日本弁護士連合会(日弁連)は賃金債権の時効に関する経過措置について、2025年3月末以降速やかに撤廃すべきとする意見書を公表しました。他の債権に比べ短く設定しなければならない理由がないとしています。
賃金債権の時効については、2020/4の労基法改正で原則5年とされました(改正前2年)。ただし、「当分の間」は3年とされています。
2024/5現在はこの「当分の間」の期間(=経過措置の期間)にあたり時効は3年ですが、民法の一般債権の時効が5年又は10年に統一されていることからも近い将来5年となることは避けられず、その時期がいつになるのかが注目されていました。
日弁連から「2025/3以降」という具体的な期日が意見され、今後この議論はより活発になると思われます。
賃金債権の時効が延びることで、労務上一番影響が出るのは「未払賃金が発生している場合」です。
これまで未払賃金の精算が必要となった場合、3年間分を計算して支払えば精算完了となっていましたが、延長が決定すれば5年間分を計算し支払う必要があります。
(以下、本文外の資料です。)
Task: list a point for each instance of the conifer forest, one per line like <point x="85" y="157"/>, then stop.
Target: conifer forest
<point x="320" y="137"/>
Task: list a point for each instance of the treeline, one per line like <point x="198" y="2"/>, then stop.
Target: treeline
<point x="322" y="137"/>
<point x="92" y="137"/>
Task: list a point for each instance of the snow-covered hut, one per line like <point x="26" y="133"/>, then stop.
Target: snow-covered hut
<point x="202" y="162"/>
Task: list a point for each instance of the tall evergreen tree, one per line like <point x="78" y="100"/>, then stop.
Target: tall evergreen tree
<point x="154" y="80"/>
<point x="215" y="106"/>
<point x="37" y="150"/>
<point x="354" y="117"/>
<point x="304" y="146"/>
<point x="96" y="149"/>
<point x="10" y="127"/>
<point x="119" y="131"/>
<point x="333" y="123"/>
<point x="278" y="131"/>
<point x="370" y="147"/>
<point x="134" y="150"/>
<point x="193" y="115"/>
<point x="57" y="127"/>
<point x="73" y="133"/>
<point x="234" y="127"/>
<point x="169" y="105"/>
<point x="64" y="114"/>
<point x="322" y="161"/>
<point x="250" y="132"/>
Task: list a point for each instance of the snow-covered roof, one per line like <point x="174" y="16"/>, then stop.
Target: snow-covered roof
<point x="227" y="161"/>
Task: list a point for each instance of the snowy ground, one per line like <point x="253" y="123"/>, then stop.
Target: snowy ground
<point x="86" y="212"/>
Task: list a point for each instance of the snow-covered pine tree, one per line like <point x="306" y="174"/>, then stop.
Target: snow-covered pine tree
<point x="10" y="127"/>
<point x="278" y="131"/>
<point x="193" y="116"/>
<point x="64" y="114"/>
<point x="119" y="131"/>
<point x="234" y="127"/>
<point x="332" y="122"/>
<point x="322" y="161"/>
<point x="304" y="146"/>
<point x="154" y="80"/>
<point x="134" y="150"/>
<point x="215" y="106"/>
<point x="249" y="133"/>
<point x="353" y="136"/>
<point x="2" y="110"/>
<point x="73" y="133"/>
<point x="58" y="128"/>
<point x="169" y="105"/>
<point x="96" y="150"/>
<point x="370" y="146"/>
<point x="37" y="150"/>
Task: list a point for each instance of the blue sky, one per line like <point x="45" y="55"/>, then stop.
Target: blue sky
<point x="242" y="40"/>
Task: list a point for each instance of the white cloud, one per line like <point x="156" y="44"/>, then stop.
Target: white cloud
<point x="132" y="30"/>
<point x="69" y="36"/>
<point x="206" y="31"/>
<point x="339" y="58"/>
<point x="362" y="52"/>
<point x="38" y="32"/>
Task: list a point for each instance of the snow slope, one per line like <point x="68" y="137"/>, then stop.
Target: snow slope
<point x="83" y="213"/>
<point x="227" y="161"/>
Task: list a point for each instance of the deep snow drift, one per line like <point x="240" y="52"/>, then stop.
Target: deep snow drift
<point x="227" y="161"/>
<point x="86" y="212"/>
仮に2025/4(日弁連の意見書の最短日)に延長が施行された場合は、単純計算で現時点の1.6倍、5年前比較では2.5倍の支払いが必要となる可能性があり、労務リスクが格段にアップしているといえます。
未払賃金の問題は、上述のとおり今後一層労務リスクが高くなると考えられ、また同種の問題を抱える他の従業員にも波及する可能性が高いため、会社にとって大きな問題です。
未払賃金が発生していないかは、定期的にチェックをおこない、リスク低減を図る必要があります。